Marie-Anne Pierrette Paulze (1758-1836): considerada la madre de la química moderna, su interés por esta disciplina devino de su matrimonio con Antoine Lavoisier.  Sin embargo, sus contribuciones a este campo son menos conocidas que los de su marido. Tras la muerte de Lavoisier durante la Revolución Francesa, reunió su documentación, la ordenó y publicó Memorias de Química, que sentaría las bases que la química moderna. El primer volumen contiene los trabajos sobre el calor y la formación de los líquidos, mientras que el segundo está dedicado a las ideas sobre combustión, aire, calcinación de metales, acción de los ácidos, y la composición del agua.

Retrato del matrimonio Lavoisier de 1788 (Wikipedia/CC)

Experimentos en respiración humana. Dibujo de Marie-Anne Pierrette Paulze, que se muestra tomando notas en una mesa cercana (Wikipedia/CC).

Ellen Swallow Richards (1842-1911): fue la primera mujer en entrar en el prestigioso MIT para estudiar química. Su trabajo, junto al de su marido, sobre el análisis de la química del mineral, le llevó a ser la primera mujer elegida para ser miembro del American Institute of Mining and Metallurgical Engineers.
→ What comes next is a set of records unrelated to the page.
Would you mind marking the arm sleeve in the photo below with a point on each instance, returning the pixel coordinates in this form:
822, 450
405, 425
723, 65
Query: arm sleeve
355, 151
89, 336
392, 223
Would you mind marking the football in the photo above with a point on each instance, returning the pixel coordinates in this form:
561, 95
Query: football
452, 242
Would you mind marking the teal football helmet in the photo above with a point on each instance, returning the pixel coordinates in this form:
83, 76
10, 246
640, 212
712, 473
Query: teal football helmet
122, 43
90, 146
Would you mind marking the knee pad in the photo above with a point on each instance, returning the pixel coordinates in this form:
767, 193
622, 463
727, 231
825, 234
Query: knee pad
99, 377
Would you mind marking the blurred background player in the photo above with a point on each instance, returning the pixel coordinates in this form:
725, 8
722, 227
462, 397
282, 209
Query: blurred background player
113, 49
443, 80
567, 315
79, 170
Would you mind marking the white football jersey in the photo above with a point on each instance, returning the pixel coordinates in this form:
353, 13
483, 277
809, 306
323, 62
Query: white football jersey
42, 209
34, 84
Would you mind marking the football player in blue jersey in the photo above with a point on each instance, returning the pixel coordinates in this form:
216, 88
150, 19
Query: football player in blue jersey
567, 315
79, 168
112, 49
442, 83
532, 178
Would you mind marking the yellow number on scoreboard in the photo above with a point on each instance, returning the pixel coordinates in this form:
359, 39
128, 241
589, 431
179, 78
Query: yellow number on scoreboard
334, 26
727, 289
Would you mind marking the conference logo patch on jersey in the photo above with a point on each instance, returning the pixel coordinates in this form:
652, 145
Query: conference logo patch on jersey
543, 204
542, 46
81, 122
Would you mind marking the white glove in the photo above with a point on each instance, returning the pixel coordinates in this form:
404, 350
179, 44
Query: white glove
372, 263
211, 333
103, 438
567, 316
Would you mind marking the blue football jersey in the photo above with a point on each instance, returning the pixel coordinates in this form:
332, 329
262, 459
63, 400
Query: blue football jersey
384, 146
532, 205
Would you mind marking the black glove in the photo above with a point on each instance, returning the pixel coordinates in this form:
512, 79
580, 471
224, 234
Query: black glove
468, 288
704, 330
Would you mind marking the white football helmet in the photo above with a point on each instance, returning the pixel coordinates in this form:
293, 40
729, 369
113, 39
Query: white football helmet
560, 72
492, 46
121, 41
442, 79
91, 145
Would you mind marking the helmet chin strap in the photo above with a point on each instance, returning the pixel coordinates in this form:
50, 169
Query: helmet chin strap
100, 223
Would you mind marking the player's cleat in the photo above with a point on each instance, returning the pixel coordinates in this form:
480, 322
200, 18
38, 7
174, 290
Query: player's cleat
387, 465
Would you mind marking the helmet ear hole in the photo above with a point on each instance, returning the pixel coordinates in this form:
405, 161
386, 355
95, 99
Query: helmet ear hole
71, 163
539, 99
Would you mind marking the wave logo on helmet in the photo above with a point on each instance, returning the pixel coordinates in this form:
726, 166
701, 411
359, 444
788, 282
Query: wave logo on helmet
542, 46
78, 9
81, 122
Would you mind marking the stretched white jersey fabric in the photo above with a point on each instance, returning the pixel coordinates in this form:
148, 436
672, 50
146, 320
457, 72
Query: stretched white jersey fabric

Su ámbito profesional se centró en el medio ambiente: análisis del aire, del agua y de la tierra. Fue una pionera en la protección del medio ambiente. Se le considera una de las fundadoras de la “higiene ambiental”, o una de las madres de la ingeniería ambiental.

Fotografía de Ellen Swallow Richards (Wikipedia/CC)
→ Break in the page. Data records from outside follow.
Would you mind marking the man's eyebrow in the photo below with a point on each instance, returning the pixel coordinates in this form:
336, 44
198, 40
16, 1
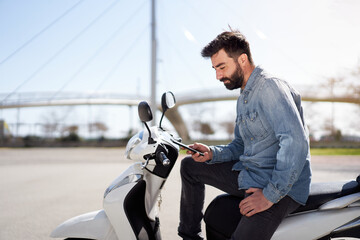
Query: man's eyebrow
214, 67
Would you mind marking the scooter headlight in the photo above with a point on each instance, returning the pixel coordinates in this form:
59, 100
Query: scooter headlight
133, 142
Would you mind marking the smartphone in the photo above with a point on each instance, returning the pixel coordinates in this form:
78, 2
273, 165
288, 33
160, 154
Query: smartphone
187, 147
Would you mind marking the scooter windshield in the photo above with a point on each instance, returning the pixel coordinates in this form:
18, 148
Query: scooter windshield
133, 142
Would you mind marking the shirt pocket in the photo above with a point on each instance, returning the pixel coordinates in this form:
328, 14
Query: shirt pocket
255, 125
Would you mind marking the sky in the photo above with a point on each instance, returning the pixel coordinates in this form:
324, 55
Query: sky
93, 46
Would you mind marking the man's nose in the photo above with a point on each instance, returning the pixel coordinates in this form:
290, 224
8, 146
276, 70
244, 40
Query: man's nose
219, 75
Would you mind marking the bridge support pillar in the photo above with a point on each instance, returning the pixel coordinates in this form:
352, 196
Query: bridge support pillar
177, 121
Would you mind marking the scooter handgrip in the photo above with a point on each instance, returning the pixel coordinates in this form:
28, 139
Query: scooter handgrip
165, 161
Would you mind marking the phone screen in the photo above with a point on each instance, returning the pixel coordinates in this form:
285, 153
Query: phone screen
187, 147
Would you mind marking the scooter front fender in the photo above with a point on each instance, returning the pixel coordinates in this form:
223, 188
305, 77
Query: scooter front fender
93, 225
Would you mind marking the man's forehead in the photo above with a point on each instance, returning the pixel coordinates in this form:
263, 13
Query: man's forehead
219, 58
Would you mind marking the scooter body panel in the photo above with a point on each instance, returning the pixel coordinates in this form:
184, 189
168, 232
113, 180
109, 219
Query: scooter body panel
114, 208
314, 225
93, 225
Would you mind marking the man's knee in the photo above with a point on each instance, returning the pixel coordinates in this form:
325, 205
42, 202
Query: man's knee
186, 165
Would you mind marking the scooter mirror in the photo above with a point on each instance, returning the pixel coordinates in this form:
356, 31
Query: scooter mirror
145, 113
167, 101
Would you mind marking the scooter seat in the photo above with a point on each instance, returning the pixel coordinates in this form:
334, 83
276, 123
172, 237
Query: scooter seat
222, 215
321, 193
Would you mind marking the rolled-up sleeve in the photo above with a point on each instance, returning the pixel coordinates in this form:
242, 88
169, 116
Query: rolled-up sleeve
230, 152
283, 115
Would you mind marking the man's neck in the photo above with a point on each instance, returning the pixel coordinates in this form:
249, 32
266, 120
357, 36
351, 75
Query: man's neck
247, 73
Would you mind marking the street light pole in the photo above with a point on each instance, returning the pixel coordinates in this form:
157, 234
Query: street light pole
153, 62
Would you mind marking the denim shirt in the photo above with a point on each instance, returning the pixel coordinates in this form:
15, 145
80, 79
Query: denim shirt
271, 140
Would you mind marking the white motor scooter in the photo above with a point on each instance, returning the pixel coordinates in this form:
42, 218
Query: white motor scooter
130, 202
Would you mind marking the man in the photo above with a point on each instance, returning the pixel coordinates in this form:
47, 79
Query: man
268, 162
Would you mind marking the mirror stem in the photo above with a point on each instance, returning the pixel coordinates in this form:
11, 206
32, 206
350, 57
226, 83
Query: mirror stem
150, 140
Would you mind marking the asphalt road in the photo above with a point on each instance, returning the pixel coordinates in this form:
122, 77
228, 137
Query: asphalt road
40, 188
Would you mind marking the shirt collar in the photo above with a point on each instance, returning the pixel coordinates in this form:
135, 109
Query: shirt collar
252, 79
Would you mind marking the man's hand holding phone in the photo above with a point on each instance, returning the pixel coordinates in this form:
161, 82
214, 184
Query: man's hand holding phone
202, 148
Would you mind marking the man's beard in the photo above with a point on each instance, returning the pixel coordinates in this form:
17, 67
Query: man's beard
236, 80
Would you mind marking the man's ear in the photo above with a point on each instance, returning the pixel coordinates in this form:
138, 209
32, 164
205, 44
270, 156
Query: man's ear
242, 59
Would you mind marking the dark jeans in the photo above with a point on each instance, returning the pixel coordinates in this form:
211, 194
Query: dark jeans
195, 175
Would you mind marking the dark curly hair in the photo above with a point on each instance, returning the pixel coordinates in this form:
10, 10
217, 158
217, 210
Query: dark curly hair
233, 42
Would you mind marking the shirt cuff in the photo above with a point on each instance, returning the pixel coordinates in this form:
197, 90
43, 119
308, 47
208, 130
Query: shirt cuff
272, 194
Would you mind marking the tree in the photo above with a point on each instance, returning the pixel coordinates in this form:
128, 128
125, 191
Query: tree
71, 133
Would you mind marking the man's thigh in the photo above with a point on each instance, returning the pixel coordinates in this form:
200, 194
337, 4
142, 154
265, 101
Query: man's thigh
218, 175
262, 226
Fundó el Women's Laboratory, un programa para mujeres en el MIT, donde enseñaba a las mujeres química básica e industrial, biología, y mineralogía.

En 1887, a Ellen Richards se le asignó el trabajo de laboratorio sobre el suministro de agua en Estados Unidos. Esto llevo a que en 1890 se estableciera un programa de Sanitary engineering (Ingeniería Sanitaria) en el MIT. Como profesora, enseñaba a su alumnado el análisis de agua potable, aguas residuales y el aire.

Sus estudios influyeron profundamente al estudio de las aguas residuales, y contribuyó a la fundación del Instituto Oceanográfico de Woods Hole. Ahí investigó sobre la contaminación del agua y diseñó sistemas seguros para el aprovisionamiento. También es la fundadora de una ciencia llamada “Economía Doméstica”, una mezcla entre cocina, nutrición, abastecimiento de agua, higiene y salud.

Agnes Pockels (1862-1935): científica pionera en el campo de la tensión superficial molecular y las monocapas. A pesar de no contar con acceso a educación formal durante su infancia, mostró un gran interés en la física desde niña. Sin posibilidad de asistir a la universidad, todo el acceso a literatura científica lo tuvo a través de su hermano.

Retrato de Agnes Pockels ​(Wikipedia/CC)

Agnes era una mujer experimental, así que realizó sus pruebas con lo que tenía a mano: agua de fregar los platos. Así, descubrió la influencia de las impurezas en la tensión superficial de los líquidos. Para medir la tensión superficial, diseñó y perfeccionó su propio instrumental y un método cuantitativo para medir el tamaño de las moléculas y la tensión superficial de monocapas de aceites, grasas y jabones, con el que logró una gran precisión. Este instrumental se conoce como la cubeta de Pockels.

Gracias al apoyo de John William Strut, logró publicar su primer trabajo en Nature, con el título “Surface Tension”, y hasta su muerte publicó dos veces más en la mencionada revista.

Ellas son solo algunas de las miles de mujeres que han contribuido a la Historia (y más concretamente, la relacionada con el agua). Pero, como se suele decir, no están todas las que son.